Required libraries

The required libraries for this script are:

tidyverse
spotifyr
psych
stats
data.table
dplyr
ggplot2
SnowballC
tm
wordcloud

Getting Spotify API ready

client_id <- '4087d17626f64e4fa787e14a9a42188f'
client_secret <- 'b3f482a2120c42cdbb898f66206bab9d'
Sys.setenv(SPOTIFY_CLIENT_ID = client_id)
Sys.setenv(SPOTIFY_CLIENT_SECRET = client_secret)
access_token <- get_spotify_access_token()

Getting Current Rotation playlist data

After getting playlist data, putting track data into jcr_items variable.
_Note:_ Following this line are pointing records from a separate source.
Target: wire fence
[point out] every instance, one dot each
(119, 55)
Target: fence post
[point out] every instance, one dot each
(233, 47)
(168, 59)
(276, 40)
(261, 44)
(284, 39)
pl <- get_playlist('4sVkLBTSB5dwjBG5GWoSTw')

tr <- pl$tracks

tr_items <- tr$items

Removing unwanted information from jcr_items variable

pl_list <- tr_items[, c('track.artists', 'track.id', 'track.name', 'track.album.name')]

Removing nested data frame with artist information

Removing data frame track.artists and adding the artist information as a column to jcr_list

i <- pl_list$track.artists

artist_names <- sapply(i, '[[', "name")
artist_id <- sapply(i, '[[', "id")

artist_names <- artist_names[-53] # Removing line 53, which has value NULL
artist_id <- artist_id[-53]

pl_list$artist.names <- artist_names
pl_list$artist.id <- artist_id

Re-ordering and renaming columns

pl_list <- pl_list[, c('artist.names', 'track.name', 'track.album.name', 'track.id', 'artist.id')]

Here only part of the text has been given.